Server Overview
Server mode turns Modbux into a virtual Modbus device. You simulate a server (slave) that a client can connect to, without needing any physical hardware. Choose between TCP (network) and RTU (serial) mode.
TCP servers start automatically as soon as you create them. RTU servers activate when a valid COM port is configured. A status indicator shows whether the RTU server is active — click it to reconnect if needed.

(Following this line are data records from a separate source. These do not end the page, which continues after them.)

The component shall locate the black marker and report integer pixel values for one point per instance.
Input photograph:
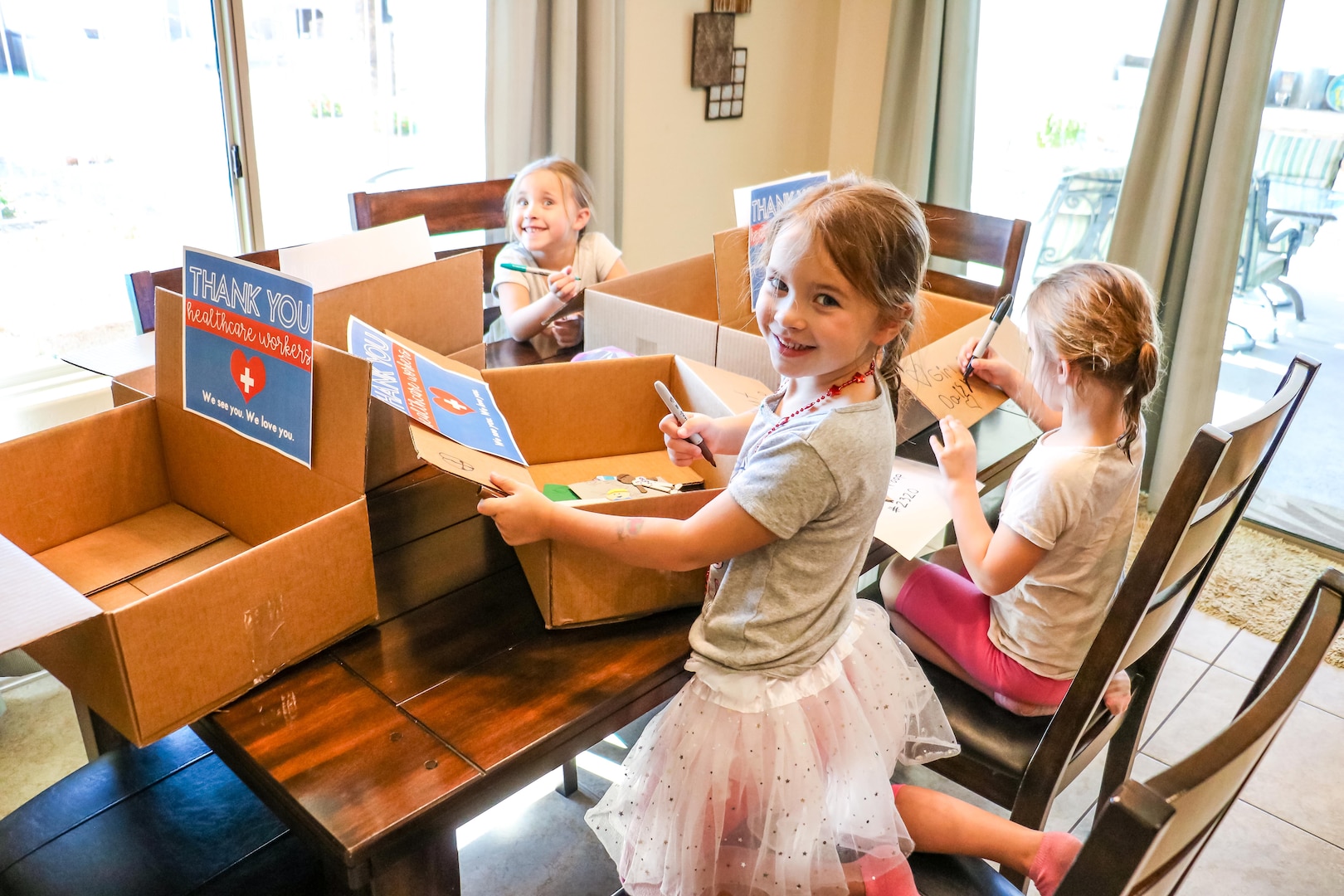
(996, 317)
(680, 419)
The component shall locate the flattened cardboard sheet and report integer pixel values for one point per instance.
(932, 375)
(134, 546)
(364, 254)
(35, 602)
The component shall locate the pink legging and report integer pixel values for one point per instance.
(949, 607)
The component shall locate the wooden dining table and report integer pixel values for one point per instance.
(378, 748)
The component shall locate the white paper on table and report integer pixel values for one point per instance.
(914, 511)
(360, 256)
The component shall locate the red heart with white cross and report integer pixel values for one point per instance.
(249, 373)
(449, 402)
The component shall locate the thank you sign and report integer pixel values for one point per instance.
(449, 403)
(247, 351)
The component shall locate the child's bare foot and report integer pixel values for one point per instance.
(1023, 709)
(1118, 694)
(1054, 857)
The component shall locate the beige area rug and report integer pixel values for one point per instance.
(1259, 583)
(39, 740)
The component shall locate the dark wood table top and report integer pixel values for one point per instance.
(433, 716)
(509, 353)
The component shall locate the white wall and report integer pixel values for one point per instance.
(679, 169)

When do you use Server mode?
- You're developing software that needs to communicate with a Modbus device, but the device isn't available yet
- You want to test your client configuration before working with a real device
- You want to set up a demo environment
- You want to develop both sides of a communication simultaneously with Split mode
- You need to simulate an RTU device on a serial bus for hardware testing
Features
TCP and RTU
Switch between TCP (network) and RTU (serial) server mode with a toggle. TCP supports multiple simultaneous servers, RTU runs a single server on a serial port.
Multiple Unit IDs
A single server can simulate up to 248 virtual devices (Unit ID 0-247), each with their own registers. For example, simulate a temperature sensor on ID 1 and a pressure sensor on ID 2.
Multiple servers (TCP)
In TCP mode, run up to 10 independent servers simultaneously, each on its own port. Useful when you need to test multiple network segments or protocol variants.
Value generators
Let register values randomize automatically between a min and max at a set interval. Time-based generators for Unix timestamps and datetime registers output the current system time.
Bitmap data type
Define 16-bit bitmaps with per-bit toggle circles. Useful for simulating status registers where each bit represents an independent flag.
UTF-8 strings
Store text values across multiple registers (1-124 registers) with a real-time byte counter. Ideal for simulating device names, serial numbers or status messages.
Timestamps
Unix timestamps (2 registers) and datetime in IEC 870-5 format (4 registers). Industry-standard time representations used in SCADA and automation systems.
Interface at a glance
At the top you'll find the server toolbar. From left to right: the connection settings (port for TCP, or COM port and serial settings for RTU), the TCP/RTU toggle to switch server mode, the BE/LE toggle for endianness, and the Unit ID selector. In TCP mode you also get the server selector buttons to manage multiple servers and a name field.
Below that are four collapsible panels, one per register type (Coils, Discrete Inputs, Input Registers, Holding Registers). This is where you add registers and set values.
For booleans (Coils and Discrete Inputs), each address gets its own row with a toggle circle, an inline editable comment and a hover-to-reveal delete button. Use the inline add bar to quickly add new addresses.